Abstract
Objectives
To assess the affects of a delay in diagnosis on the survival rates of Bone Sarcoma (BS) using size and symptom duration as measures of delay.
Methods
All patients diagnosed with a Primary BS from 1970 to 2005 were included. Demographic data concerning age, sex, diagnosis and tumour site were recorded. The data were collected retrospectively from a prospective database, with 2573 patients included. Symptom duration is defined as the length of time the patient was experiencing symptoms for until the date of diagnosis. Survival analysis was performed using Kaplan-Meier curves and Cox Regression was carried out to identify variables affecting outcome.
Results
2489 patients with Primary BS that matched out inclusion and exclusion criteria were identified.
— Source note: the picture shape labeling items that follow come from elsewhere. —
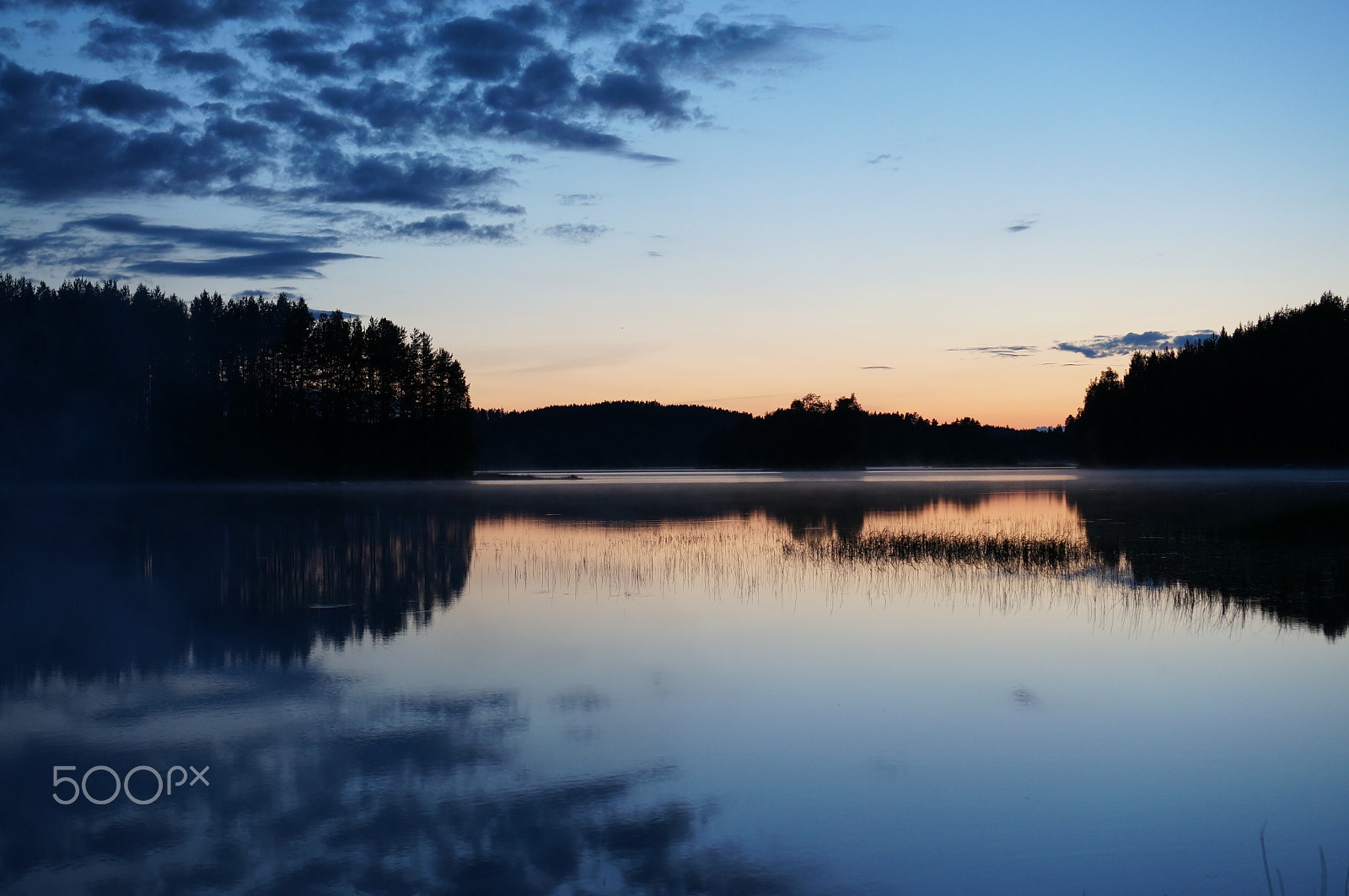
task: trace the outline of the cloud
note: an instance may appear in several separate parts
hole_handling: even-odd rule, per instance
[[[510,243],[515,240],[514,224],[469,224],[463,212],[438,215],[403,224],[397,229],[401,236],[442,236],[490,243]]]
[[[981,355],[993,355],[994,358],[1025,358],[1043,349],[1035,345],[971,345],[970,348],[948,348],[947,351],[978,352]]]
[[[333,251],[329,232],[268,233],[228,228],[152,224],[136,215],[71,219],[54,231],[0,235],[0,263],[76,263],[70,275],[113,277],[123,271],[169,277],[320,277],[331,262],[366,258]],[[212,258],[181,258],[208,250]]]
[[[552,227],[545,227],[541,232],[556,236],[560,240],[567,240],[568,243],[591,243],[611,229],[614,228],[604,227],[603,224],[553,224]]]
[[[136,274],[163,277],[322,277],[318,266],[348,258],[370,258],[351,252],[312,252],[309,250],[282,250],[254,255],[194,260],[158,260],[132,264]]]
[[[1145,333],[1093,336],[1091,339],[1072,343],[1055,343],[1054,348],[1064,352],[1077,352],[1086,358],[1113,358],[1116,355],[1132,355],[1133,352],[1184,348],[1190,343],[1203,341],[1213,335],[1211,329],[1201,329],[1193,333],[1163,333],[1149,329]]]
[[[695,82],[801,63],[815,43],[840,36],[781,16],[689,22],[662,0],[472,8],[451,0],[13,0],[0,4],[0,38],[22,46],[20,27],[53,31],[32,15],[46,9],[59,12],[62,28],[82,27],[82,53],[98,61],[103,78],[77,59],[53,55],[43,70],[0,53],[0,204],[11,219],[15,208],[85,202],[111,212],[156,196],[217,198],[343,219],[356,235],[370,213],[360,206],[374,205],[403,216],[387,228],[402,237],[424,236],[426,221],[447,215],[465,216],[461,232],[509,231],[480,220],[523,213],[502,201],[509,171],[482,162],[492,158],[484,142],[670,163],[634,147],[629,124],[703,121]],[[537,162],[517,151],[495,158]],[[447,235],[457,225],[441,227]],[[603,229],[545,232],[588,242]],[[47,255],[62,246],[49,244]],[[224,270],[223,260],[200,259],[201,270]]]

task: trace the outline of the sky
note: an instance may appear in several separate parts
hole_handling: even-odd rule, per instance
[[[1349,293],[1349,4],[0,0],[0,270],[299,294],[478,408],[1055,425]]]

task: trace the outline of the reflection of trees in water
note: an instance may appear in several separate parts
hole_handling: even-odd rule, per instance
[[[308,656],[464,587],[472,515],[316,491],[43,494],[0,509],[7,676]]]
[[[557,501],[556,517],[480,524],[478,556],[510,587],[557,594],[923,592],[1006,609],[1125,600],[1139,619],[1166,610],[1201,626],[1241,626],[1263,615],[1330,638],[1345,633],[1349,502],[1336,493],[1240,479],[1195,482],[1183,494],[1174,483],[1086,484],[730,491],[720,502],[701,491],[689,509],[708,517],[668,503],[660,521],[627,514],[606,524],[595,522],[596,507],[567,513]]]
[[[233,690],[247,712],[194,703],[198,690]],[[672,769],[523,783],[510,739],[527,719],[510,692],[363,699],[297,669],[73,691],[74,742],[31,735],[0,764],[0,887],[13,892],[792,889],[782,873],[700,843],[706,816],[688,802],[643,796]],[[57,806],[32,773],[51,756],[80,769],[210,765],[210,789],[144,807]]]
[[[1161,592],[1186,611],[1209,605],[1237,619],[1253,611],[1330,640],[1349,632],[1349,502],[1334,494],[1238,480],[1180,494],[1125,487],[1074,490],[1068,497],[1079,520],[1072,530],[979,526],[990,522],[987,497],[885,511],[881,515],[897,521],[890,529],[863,525],[855,507],[817,513],[808,525],[791,517],[782,522],[792,534],[788,553],[824,563],[939,563],[1062,575],[1094,569]],[[923,520],[942,505],[966,511],[965,530]]]
[[[1349,502],[1326,491],[1075,494],[1091,551],[1143,586],[1336,640],[1349,632]]]

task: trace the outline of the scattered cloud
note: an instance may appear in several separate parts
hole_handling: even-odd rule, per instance
[[[394,231],[399,236],[432,236],[476,240],[483,243],[515,242],[514,224],[471,224],[463,212],[433,215]]]
[[[545,227],[541,232],[556,236],[560,240],[567,240],[568,243],[591,243],[611,229],[614,228],[604,227],[603,224],[553,224],[552,227]]]
[[[1039,351],[1035,345],[971,345],[969,348],[948,348],[952,352],[977,352],[979,355],[993,355],[994,358],[1025,358]]]
[[[339,243],[366,233],[371,209],[397,239],[502,242],[511,225],[491,219],[525,213],[500,198],[513,185],[505,166],[537,159],[484,154],[484,143],[670,163],[634,146],[629,125],[706,123],[699,84],[777,72],[843,36],[781,16],[689,20],[679,4],[641,0],[13,0],[0,5],[0,50],[23,45],[20,28],[58,32],[47,11],[85,34],[81,54],[105,77],[90,78],[74,57],[35,65],[0,51],[0,204],[11,220],[15,209],[73,202],[113,211],[147,197],[216,198],[345,221]],[[545,232],[588,242],[603,228]],[[162,239],[197,246],[189,236]],[[77,263],[78,240],[4,239],[9,256],[40,248]],[[302,273],[339,256],[326,246],[231,258]],[[225,262],[139,258],[128,270],[227,275]]]
[[[1125,333],[1124,336],[1093,336],[1075,341],[1054,343],[1048,347],[1040,345],[973,345],[969,348],[950,348],[952,352],[977,352],[994,358],[1025,358],[1045,351],[1075,352],[1085,358],[1114,358],[1117,355],[1132,355],[1133,352],[1163,351],[1167,348],[1184,348],[1190,343],[1203,341],[1213,336],[1211,329],[1201,329],[1190,333],[1163,333],[1149,329],[1145,333]],[[1079,363],[1043,362],[1055,366],[1075,367]]]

Osteosarcoma (40.4%), Chondrosarcoma (20.6%) and Ewing's Sarcoma (17.6%) were the most common diagnoses, with a median size of 10cm at presentation. Overall 5 year survival was 61.2%, extremity sited tumours carried a statistically significant better prognosis compared to axial tumours (5yr survival 63.2% vs. 53.3%) and patients with axial tumours had significantly longer symptom duration (Mann-Whitney U test p = 0.000 31 and 12 weeks). Overall analysis of all BS diagnoses showed lengthier duration of symptoms was associated with a better outcome (Hazard Ratio = 0.998, p = 0.000), which suggests that 1 extra week of symptoms confers an increased survival of 0.2%. Larger tumour size was associated with a poorer survival rate (p=0.000 to 3 sig. fig, Hazard Ratio 1.059 respectively) which suggests that for every 1cm increase in size there is a decreased survival of 5.9%.
Conclusions
Although many factors have been associated with survival, the limited literature concerning symptom interval and outcome is varied. This large study has shown that regardless of diagnosis, overall, shorter symptom duration and a large tumour size are associated with a poorer prognosis.